At the foot of Windsor Street, society sorts itself into two types of people.
1. The type who wait patiently in the left left-turning lane to proceed into a lane on the Bedford Highway that continues indefinitely
2. The type who veer out of the lineup to pass everyone, straddling two lanes all the way down the hill, to access that short right-hand lane, which then necessitates merging back into the first lane and cutting off the people they just passed.
Why Halifax has so many lanes that start and end within 100m of an intersection is beyond me.
There is also a third type, which indiscriminately wanders across solid lines after the intersection, at no obvious benefit to themselves or anyone else. —Waiting patiently (today)
This article appears in Nov 10-16, 2016.


It’s our way of getting back at Bedford for being so nice…
That intersection really needs to be a roundabout/traffic circle/whatever you want to call it.
It is really the fault of the designers of the intersections, not the drivers.
And there is another way to look at this. Why are Halifax drivers so reluctant to use all the lanes available to them? I’m constantly befuddled by the long lines of people backed way up in a single lane while the lane beside them remains completely empty. It’s bizarre.

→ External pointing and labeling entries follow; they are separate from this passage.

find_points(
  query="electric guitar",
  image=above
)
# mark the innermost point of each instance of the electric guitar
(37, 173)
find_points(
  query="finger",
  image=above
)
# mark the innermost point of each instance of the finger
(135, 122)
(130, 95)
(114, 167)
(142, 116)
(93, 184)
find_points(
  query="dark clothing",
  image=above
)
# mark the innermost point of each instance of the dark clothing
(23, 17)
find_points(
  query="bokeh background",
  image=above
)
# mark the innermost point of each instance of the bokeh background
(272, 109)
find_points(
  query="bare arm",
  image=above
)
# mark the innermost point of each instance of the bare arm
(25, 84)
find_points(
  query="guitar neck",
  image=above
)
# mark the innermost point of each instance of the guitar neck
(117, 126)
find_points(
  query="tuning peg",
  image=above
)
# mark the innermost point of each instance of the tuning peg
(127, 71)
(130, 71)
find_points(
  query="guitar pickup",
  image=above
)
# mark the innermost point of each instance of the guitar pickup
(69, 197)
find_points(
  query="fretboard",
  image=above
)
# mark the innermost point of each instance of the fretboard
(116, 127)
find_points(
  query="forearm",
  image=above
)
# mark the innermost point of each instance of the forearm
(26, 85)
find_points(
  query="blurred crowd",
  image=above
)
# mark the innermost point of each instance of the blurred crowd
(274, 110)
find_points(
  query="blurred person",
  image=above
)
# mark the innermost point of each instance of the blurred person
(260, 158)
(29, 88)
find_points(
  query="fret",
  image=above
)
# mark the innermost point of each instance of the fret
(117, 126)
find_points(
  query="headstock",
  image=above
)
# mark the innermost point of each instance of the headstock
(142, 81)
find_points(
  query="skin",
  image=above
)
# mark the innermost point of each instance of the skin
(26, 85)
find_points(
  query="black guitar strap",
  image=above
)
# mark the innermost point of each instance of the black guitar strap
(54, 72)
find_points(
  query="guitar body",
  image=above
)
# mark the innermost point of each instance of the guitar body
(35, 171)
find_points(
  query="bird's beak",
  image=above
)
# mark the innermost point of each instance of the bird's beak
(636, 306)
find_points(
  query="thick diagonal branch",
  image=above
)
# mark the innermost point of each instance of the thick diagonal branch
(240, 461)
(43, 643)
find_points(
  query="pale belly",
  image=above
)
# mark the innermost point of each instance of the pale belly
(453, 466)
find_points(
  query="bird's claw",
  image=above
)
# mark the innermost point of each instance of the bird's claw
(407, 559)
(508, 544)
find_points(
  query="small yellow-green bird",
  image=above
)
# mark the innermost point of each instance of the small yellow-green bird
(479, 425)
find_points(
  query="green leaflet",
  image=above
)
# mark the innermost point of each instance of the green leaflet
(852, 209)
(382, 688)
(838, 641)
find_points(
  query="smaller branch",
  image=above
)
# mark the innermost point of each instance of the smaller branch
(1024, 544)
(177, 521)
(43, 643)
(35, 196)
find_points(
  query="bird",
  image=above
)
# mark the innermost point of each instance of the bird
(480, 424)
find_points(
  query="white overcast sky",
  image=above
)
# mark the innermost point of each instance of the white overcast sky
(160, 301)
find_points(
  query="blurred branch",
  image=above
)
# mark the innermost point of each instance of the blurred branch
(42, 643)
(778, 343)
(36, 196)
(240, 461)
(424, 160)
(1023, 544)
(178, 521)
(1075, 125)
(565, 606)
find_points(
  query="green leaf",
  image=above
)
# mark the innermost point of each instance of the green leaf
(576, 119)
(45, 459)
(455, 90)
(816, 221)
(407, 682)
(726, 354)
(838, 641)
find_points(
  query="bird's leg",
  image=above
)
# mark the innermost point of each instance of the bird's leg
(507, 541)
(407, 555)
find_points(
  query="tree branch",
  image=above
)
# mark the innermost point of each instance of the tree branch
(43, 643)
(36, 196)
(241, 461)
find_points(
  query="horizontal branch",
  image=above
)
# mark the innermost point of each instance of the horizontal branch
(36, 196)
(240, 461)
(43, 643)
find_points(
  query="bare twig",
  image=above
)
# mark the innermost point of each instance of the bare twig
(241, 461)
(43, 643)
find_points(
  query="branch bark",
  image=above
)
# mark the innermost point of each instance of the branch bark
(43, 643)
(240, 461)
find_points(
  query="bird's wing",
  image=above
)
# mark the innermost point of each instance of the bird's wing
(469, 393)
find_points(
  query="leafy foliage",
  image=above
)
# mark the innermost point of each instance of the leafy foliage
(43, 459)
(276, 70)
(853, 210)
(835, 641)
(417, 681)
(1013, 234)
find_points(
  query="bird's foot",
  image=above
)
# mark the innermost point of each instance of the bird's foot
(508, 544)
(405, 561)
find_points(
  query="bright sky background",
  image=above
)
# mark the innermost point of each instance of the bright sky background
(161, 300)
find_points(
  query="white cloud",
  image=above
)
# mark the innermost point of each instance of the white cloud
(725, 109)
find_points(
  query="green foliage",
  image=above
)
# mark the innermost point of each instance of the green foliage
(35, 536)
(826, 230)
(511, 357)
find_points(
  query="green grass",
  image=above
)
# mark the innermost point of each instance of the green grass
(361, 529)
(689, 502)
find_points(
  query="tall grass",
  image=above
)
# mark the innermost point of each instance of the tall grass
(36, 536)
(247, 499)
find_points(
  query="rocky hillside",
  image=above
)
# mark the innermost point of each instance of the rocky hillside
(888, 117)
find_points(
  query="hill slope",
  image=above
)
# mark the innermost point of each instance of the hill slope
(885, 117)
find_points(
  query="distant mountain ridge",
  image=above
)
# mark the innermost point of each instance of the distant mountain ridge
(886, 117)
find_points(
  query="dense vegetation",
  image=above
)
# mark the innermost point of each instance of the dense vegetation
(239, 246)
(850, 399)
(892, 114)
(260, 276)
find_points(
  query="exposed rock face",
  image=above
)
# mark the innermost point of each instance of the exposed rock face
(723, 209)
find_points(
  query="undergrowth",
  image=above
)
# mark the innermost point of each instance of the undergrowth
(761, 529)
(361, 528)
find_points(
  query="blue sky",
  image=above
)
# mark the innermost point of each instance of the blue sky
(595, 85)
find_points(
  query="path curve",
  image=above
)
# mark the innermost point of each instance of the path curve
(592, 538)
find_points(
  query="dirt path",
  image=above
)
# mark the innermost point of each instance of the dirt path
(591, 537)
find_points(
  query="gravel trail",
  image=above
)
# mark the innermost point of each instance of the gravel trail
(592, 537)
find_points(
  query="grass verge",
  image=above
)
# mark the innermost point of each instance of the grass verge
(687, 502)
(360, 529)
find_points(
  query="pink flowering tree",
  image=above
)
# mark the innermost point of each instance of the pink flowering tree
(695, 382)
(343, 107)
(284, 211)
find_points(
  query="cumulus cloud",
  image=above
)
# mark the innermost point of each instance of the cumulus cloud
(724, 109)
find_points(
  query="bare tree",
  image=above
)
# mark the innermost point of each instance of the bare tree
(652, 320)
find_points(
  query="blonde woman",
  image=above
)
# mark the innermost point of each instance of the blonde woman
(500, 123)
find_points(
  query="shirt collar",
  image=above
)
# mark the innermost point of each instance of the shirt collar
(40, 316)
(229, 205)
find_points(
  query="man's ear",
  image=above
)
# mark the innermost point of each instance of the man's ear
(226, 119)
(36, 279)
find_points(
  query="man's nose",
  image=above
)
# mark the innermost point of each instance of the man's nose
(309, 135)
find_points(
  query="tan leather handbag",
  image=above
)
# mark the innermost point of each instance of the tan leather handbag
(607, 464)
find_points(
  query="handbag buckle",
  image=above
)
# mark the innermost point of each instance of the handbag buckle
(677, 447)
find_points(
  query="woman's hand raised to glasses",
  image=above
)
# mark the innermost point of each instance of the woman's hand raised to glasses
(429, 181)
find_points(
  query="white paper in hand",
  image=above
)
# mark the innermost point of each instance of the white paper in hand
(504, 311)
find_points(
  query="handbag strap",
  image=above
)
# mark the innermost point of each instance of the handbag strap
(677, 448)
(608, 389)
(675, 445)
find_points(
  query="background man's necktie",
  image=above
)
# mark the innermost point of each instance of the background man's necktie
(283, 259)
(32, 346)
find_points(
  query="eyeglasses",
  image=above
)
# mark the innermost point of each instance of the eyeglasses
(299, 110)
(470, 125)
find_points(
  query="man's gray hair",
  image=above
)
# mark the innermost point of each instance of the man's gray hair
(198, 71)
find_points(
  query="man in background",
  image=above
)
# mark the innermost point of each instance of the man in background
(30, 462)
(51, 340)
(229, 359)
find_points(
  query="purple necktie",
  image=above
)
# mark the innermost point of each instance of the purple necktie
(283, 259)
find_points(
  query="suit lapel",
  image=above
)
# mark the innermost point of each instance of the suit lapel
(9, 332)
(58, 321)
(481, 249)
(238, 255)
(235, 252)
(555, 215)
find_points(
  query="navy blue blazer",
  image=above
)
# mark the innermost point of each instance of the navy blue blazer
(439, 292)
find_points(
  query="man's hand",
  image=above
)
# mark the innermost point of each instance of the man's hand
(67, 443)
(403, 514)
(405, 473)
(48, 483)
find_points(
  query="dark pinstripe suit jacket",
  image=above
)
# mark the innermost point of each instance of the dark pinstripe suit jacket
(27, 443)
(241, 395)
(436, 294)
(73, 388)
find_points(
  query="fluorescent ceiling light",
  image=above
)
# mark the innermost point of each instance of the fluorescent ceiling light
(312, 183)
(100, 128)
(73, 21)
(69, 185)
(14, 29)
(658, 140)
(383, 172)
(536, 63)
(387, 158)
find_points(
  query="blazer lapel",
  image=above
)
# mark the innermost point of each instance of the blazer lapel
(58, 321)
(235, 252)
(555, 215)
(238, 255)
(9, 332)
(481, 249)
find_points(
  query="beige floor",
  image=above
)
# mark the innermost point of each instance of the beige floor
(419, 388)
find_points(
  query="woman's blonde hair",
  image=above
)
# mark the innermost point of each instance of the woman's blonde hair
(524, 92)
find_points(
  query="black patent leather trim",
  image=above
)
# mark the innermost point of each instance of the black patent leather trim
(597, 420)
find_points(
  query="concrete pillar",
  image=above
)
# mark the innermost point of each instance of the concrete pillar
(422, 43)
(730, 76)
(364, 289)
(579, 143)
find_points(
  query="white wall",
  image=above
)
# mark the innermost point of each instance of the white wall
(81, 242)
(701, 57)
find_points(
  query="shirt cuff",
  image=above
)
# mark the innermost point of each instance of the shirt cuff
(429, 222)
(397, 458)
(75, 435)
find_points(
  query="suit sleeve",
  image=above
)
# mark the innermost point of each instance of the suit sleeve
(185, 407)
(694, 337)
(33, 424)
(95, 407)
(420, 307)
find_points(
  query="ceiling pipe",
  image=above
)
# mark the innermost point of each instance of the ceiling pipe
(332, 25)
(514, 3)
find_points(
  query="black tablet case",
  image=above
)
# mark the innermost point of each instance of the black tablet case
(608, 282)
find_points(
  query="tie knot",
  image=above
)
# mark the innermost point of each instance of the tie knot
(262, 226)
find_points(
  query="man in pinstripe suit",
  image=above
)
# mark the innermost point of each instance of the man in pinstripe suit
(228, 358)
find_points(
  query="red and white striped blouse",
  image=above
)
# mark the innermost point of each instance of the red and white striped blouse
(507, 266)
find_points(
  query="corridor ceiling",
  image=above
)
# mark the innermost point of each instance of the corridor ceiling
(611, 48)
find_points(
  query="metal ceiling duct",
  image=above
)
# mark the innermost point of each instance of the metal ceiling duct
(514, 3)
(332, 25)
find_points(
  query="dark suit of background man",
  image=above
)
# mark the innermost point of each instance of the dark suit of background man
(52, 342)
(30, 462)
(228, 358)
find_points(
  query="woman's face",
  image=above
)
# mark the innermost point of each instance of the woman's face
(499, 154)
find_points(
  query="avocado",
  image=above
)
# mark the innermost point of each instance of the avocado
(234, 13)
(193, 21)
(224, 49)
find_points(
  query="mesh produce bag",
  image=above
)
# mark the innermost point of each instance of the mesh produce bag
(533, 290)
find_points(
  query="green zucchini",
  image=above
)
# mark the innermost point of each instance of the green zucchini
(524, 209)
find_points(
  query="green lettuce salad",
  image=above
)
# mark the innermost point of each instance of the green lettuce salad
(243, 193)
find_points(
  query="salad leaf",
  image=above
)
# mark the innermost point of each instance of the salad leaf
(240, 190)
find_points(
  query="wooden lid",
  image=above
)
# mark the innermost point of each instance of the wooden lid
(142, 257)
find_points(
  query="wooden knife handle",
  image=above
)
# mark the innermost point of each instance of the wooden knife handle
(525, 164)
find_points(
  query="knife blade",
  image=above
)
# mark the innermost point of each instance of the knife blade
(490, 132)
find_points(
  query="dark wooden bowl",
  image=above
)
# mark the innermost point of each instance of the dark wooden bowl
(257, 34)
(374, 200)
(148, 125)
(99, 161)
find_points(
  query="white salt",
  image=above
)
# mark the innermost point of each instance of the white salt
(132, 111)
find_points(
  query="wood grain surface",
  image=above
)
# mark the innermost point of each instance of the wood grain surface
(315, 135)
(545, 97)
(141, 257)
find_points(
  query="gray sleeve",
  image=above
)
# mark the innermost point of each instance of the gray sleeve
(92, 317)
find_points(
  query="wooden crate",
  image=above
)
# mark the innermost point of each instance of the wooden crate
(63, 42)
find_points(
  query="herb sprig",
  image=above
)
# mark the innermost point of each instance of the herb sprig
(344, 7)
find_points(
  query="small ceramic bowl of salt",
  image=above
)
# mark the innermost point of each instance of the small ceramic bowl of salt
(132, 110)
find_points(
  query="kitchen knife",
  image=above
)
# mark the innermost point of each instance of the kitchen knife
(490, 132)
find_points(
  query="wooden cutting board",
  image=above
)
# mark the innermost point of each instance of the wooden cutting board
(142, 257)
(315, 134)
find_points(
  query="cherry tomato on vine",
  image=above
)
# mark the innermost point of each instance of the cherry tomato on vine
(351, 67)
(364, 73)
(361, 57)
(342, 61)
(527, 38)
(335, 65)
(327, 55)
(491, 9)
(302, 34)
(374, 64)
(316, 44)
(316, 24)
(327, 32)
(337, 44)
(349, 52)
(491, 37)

(Note: a closed lane on the highway is a different story. The jerks who speed past the rest of the cars that have merged over to the open lane and are waiting their turn to get past whatever obstruction lies ahead – construction or an accident, usually – deserve to be killed with fire.)
“YIELD” means Merge in HRM as well. I guess in HRM if you are coming off a ramp the people already driving on highway must slow down to let them in.Stupid!
Don’t get me started on how dumb 4 way and 3 way stops can get for folks in HRM.